AI’s got its gloves on, training hard for rounds in residency review and crushing board questions. 

The battle of brains is on, and OpenAI’s (California, USA) o1 Pro has landed a decisive uppercut. In a head-to-head match of ophthalmology board-style questions, this reasoning model emerged the undisputed champion, correctly answering 83.4% of questions in a recent study published in Scientific Reports.1 

Facing off against rivals DeepSeek-R1-Lite (76.5%; High-Flyer, Hangzhou, China), DeepSeek R1 (72.5%) and Grok 3 (69.2%; xAI, California, USA), o1 Pro outperformed across nearly every subspecialty and complexity tier, showing promise for both clinical decision-making and medical education.1 

READ MORE: New AI Model Transforms Optic Disc Photos into Glaucoma Risk Predictors

Round-by-round performance

In a comprehensive evaluation led by Ryan Shean and colleagues, 493 questions from StatPearls and EyeQuiz formed the arena. Across nine ophthalmology subspecialties, o1 Pro topped the charts in eight. Its performance in the heavyweight category (Cornea, External Disease and Anterior Segment) was particularly commanding, with 80.3% accuracy. That compares to 74.6% for DeepSeek-R1-Lite, 70.5% for Grok 3 and 66.4% for DeepSeek R1.1 

The lone round it didn’t win? Uveitis, where o1 Pro came in second. But with just 11 questions in the category, even the judges (researchers) admitted the sample size was too small for a proper scorecard.1 

Thinking on its feet

When it came to question difficulty, DeepSeek-R1-Lite eked out a win in first-order (recognition and recall) questions with 86.5%, nudging past o1 Pro’s 81.1%. But o1 Pro took the title in higher-order thinking: 

  • Third-order questions (application/problem-solving): 86.3% 
  • Second-order questions (comprehension/interpretation): 81.6%1 

In short, when the questions get tough, o1 Pro keeps its gloves up. 

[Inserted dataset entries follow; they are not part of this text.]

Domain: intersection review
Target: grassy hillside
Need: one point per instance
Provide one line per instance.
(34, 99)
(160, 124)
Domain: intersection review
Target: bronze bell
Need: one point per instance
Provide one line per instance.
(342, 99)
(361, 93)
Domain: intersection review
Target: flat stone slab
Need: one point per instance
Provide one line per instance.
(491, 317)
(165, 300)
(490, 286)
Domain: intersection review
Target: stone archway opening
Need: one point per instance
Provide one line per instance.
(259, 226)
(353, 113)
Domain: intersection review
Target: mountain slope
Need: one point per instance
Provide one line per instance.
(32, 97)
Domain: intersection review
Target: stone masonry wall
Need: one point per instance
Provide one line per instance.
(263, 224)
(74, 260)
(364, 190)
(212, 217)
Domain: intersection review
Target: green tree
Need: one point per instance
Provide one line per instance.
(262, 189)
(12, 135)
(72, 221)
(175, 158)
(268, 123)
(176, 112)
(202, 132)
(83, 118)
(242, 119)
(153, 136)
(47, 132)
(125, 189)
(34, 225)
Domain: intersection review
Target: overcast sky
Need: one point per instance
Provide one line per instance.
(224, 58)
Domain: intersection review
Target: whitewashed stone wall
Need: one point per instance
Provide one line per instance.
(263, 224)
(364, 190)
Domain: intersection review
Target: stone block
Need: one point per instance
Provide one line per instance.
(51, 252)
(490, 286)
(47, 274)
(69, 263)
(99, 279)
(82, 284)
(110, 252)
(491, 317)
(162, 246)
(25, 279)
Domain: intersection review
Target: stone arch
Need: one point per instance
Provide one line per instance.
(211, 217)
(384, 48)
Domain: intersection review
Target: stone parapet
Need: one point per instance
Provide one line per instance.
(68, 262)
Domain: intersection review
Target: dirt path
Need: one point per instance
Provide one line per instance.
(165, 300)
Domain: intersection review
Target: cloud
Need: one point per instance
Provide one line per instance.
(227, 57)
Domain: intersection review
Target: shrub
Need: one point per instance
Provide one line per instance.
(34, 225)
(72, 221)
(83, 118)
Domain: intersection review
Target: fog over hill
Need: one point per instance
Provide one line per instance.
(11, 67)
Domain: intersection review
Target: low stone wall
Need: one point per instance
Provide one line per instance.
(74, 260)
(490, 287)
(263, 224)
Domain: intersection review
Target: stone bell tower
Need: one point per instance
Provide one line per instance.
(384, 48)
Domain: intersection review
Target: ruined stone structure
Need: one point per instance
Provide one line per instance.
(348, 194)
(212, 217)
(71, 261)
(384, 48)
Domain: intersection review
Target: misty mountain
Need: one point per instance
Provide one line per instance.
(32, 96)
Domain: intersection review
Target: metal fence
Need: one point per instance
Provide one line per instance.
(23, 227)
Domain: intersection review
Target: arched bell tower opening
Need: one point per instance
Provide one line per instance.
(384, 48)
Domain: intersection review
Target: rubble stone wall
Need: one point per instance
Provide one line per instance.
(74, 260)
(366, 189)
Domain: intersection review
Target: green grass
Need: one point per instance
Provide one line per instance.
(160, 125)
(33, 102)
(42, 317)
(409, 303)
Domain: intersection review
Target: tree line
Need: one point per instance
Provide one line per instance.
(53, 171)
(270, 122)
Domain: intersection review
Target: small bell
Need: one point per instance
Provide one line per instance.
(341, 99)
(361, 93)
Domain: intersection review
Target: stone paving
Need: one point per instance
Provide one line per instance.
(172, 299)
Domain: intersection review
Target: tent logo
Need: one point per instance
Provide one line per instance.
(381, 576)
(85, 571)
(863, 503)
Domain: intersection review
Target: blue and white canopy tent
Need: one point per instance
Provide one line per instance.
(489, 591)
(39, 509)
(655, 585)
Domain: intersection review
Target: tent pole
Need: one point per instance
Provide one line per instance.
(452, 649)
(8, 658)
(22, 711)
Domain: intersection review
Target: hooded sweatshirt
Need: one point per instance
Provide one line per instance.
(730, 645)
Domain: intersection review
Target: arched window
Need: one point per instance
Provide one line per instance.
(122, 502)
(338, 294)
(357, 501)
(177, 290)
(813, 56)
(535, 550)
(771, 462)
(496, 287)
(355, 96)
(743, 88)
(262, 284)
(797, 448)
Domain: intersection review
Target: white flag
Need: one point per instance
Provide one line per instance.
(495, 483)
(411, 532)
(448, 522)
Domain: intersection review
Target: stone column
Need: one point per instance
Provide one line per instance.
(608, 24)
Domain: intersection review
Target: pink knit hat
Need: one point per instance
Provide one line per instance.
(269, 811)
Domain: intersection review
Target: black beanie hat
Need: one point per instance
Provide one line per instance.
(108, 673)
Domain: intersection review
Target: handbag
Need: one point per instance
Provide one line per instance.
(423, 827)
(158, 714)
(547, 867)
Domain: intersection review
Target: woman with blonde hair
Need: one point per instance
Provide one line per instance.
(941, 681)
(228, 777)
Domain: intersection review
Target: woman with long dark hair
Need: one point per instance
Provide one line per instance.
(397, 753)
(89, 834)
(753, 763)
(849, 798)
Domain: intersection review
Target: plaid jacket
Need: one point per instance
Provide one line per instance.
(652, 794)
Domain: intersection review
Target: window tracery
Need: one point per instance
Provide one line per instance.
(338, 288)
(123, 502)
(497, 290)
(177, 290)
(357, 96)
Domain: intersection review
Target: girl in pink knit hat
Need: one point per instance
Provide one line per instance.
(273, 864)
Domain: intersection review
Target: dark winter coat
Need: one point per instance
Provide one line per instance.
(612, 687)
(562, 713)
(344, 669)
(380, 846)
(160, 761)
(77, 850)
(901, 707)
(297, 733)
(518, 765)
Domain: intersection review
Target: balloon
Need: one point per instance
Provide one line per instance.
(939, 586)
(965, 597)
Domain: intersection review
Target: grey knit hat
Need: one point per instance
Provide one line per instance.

Handling image-based questions

Image-based questions proved a challenge across the board, but o1 Pro held its form, showing only a 1.4% drop in performance compared to text-only questions. Grok 3, on the other hand, stumbled, with an 11.6% gap.1 

A surprise contender

In an unexpected twist, DeepSeek-R1-Lite outperformed its heavyweight teammate, DeepSeek R1, despite having just 15 billion parameters compared to R1’s 671 billion. This featherweight’s efficient use of resources suggests that strong AI performance doesn’t always require massive compute power.1 

“DeepSeek-R1-Lite’s balance of strong performance, low memory requirements and affordability suggests that it may be possible to achieve LLM-based educational support without relying exclusively on the most expensive, high-resource model,” the researchers noted.1

READ MORE: Emerging Waves in Digital Eye Health: From AI Models to Smartphone Clinics

What it means for ECPs

The models’ strong performance on board-style questions—outpacing prior studies that reported LLM accuracy between 46.7% and 71%—suggests exciting potential for residency training, board prep and clinical support.1 

Still, this fight isn’t over. The researchers caution that real-world clinical data and outcomes-based validation are essential before these models can step fully into clinical rings.1 

But if this study is any indication, AI’s footwork in ophthalmology is getting sharper. And while it might not be time to throw in the towel on traditional methods, you might just want to start training with a new kind of sparring partner. 

READ MORE: EyeCLIP and the State of Multimodal AI in Ophthalmology

Reference

  1. Shean R, Shah T, Pandiarajan A, et al. A comparative analysis of DeepSeek R1, DeepSeek-R1-Lite, OpenAi o1 Pro, and Grok 3 performance on ophthalmology board-style questions. Scientific Reports. 2025;15:23101.